When you're designing a house you want it to be exactly like how you've envisioned it, but sometimes home design ideas work better in theory than they do when you're constructing it. CustomSmart Home reviews always reflect how we get our clients involved in the home building process, and we've help countless Tennessee residents design and built the energy efficient homes they've always dreamed of. We've looked at a lot of floor plans and have designed a lot of houses, and these issues always seem to come up during the design process. Do yourself a favor when you design a home, and avoid these common design mistakes.
Too Much Storage Space
This may sound crazy to some of you, but there is such a thing as having too much storage space in your home. Ironically, having too much storage space can actually make your home look and feel more cluttered because that walk-in closet and spare bedroom takes away much needed space from other sections of your house. The space that's used for the walk in closet in the master bedroom could be space used to make the bathroom less crowded, or could be used to make the kid's bedroom more spacious.

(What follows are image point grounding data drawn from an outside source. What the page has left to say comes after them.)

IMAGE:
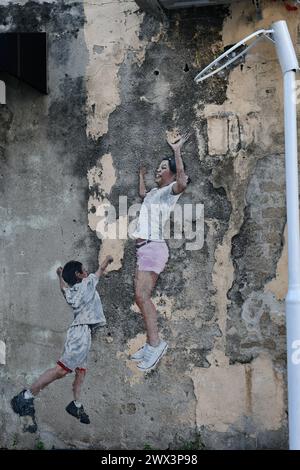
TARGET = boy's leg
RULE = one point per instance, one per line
(23, 404)
(78, 381)
(47, 378)
(75, 408)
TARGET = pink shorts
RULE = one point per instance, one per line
(152, 256)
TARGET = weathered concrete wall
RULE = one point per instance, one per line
(119, 81)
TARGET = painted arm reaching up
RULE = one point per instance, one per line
(142, 185)
(181, 177)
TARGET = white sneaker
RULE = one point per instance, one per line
(139, 355)
(152, 355)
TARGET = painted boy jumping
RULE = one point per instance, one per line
(79, 290)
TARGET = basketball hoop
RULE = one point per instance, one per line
(233, 54)
(280, 36)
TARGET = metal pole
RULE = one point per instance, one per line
(289, 65)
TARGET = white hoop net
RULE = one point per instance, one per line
(233, 54)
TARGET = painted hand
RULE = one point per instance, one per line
(59, 271)
(179, 141)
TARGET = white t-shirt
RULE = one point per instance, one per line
(155, 212)
(85, 302)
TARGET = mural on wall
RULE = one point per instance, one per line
(121, 84)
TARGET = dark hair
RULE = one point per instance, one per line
(172, 165)
(69, 270)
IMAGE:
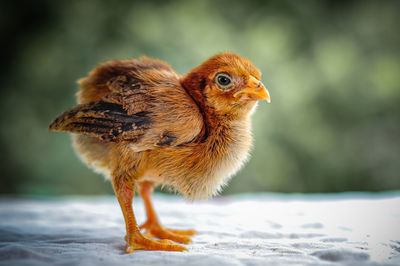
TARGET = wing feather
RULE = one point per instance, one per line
(146, 107)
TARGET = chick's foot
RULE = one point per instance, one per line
(157, 230)
(139, 242)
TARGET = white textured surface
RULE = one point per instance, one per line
(268, 229)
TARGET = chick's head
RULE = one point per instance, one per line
(226, 83)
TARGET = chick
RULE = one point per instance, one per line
(141, 124)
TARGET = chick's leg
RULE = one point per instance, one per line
(153, 226)
(124, 191)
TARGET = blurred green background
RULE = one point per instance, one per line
(332, 68)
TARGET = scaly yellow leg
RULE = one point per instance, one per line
(124, 191)
(153, 226)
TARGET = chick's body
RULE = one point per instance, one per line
(141, 124)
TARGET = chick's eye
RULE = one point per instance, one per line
(223, 80)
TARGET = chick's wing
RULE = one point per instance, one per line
(138, 103)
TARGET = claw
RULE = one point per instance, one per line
(139, 242)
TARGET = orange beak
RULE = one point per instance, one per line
(255, 90)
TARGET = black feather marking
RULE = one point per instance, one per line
(167, 139)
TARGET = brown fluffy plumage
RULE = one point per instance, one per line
(141, 124)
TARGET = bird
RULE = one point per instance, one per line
(141, 124)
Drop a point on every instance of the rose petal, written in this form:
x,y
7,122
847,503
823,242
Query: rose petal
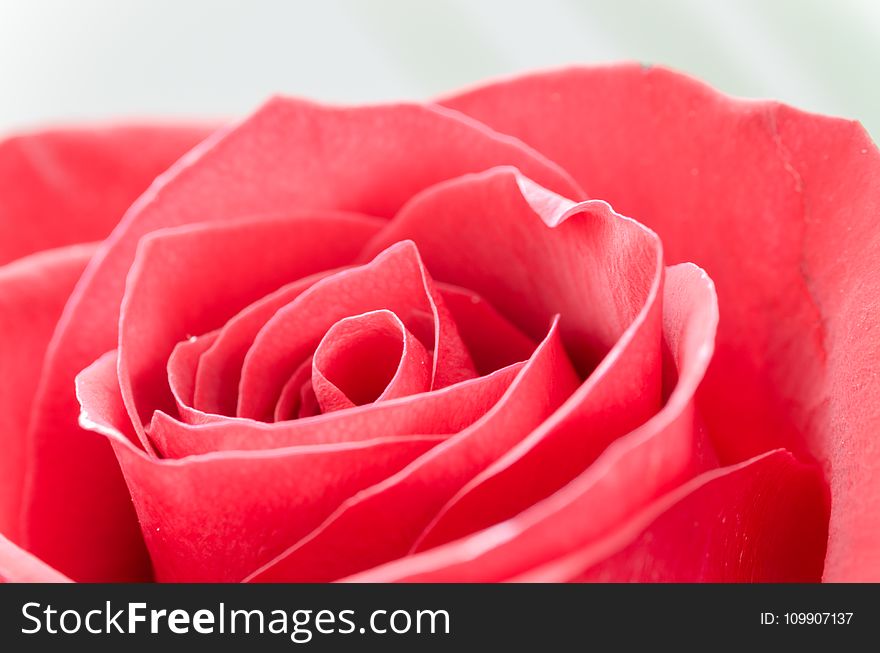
x,y
289,154
442,411
294,401
633,472
68,186
752,522
531,252
368,358
182,365
780,207
19,566
396,280
192,279
383,522
491,339
218,516
33,290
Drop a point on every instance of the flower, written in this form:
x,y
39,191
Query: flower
x,y
592,324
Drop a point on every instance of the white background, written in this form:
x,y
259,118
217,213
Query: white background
x,y
71,60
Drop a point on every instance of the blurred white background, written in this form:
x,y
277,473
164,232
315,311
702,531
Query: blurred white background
x,y
66,60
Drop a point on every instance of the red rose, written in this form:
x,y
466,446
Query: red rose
x,y
416,342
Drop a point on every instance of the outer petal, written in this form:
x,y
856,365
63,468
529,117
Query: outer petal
x,y
33,290
289,154
632,473
753,522
217,517
71,186
19,566
780,207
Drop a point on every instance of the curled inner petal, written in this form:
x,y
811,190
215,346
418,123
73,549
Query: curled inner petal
x,y
368,358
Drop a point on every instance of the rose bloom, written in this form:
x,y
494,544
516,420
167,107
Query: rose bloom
x,y
597,324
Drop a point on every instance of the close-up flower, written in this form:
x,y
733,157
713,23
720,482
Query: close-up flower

Putting the Master Bedroom Too Close to Other Rooms
Ideally the master bedroom of a home should be designed to give the occupants the maximum amount of privacy they can have in their house. When you put the master bedroom downstairs next to the kitchen or next to the kid's playroom upstairs, you're taking away from your privacy by putting the room near rooms that are typically loud. Try to put the master bedroom towards the back of your home and avoid having them right next to the stairs.
Making a Room a Corridor
In older and smaller homes it isn't uncommon to have to walk through a room in order to reach other rooms (example: traveling through a bed room or guest room in order to get to the family room). Some people like to pass through rooms instead of hallways because they think it makes the home feel cozier, but set ups like this destroy the natural traffic flow of your home. You want to minimize the amount of hallways you have in your home, but you don't want to eliminate them all together.